Capítulo cinco

Sands estaba dormido cuando Hetger detuvo el coche. John puso la marcha atrás y retrocedió lentamente, hasta que las luces delanteras iluminaron los números que había en el buzón junto al sendero.

—Es aquí —dijo Clarence desde el asiento de atrás.

Julia, a su lado, no se despertó. Habían descansado en el motel hasta que ella se había recuperado lo suficiente para poder sanarse, para que hiciera toda esa mierda. En realidad ella ya le había curado mágicamente las heridas en más de una ocasión, pero, aun así, Sands miró con asombro a Julia mientras ésta cerraba los ojos y la cuchillada en su pecho sanaba.

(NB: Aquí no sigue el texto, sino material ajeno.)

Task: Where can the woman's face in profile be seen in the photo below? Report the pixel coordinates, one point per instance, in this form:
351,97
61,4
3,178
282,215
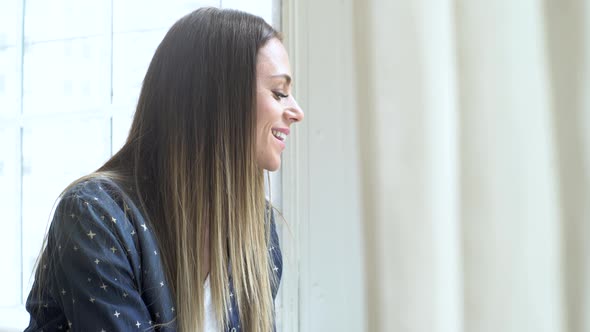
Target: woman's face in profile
276,108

La piel se había regenerado justo delante de sus ojos; aquello le recordaba a Douglas una fotografía con tomas a intervalos prefijados, excepto que ocurría en tiempo real. Tocó con sus manos ligeramente el vendaje que le cubría el rostro: era el segundo desgarrón, profundo y doloroso, que había sufrido de las garras del merodeador. Aquel vampiro había intentado matarlos, había matado a Jason, y habría matado a Faye y a Melanie de no ser porque los cazadores acabaron con él a tiempo.

La herida de Julia había cicatrizado, su pecho se había convulsionado con un profundo suspiro, y en ese momento había vuelto a recuperar el sentido.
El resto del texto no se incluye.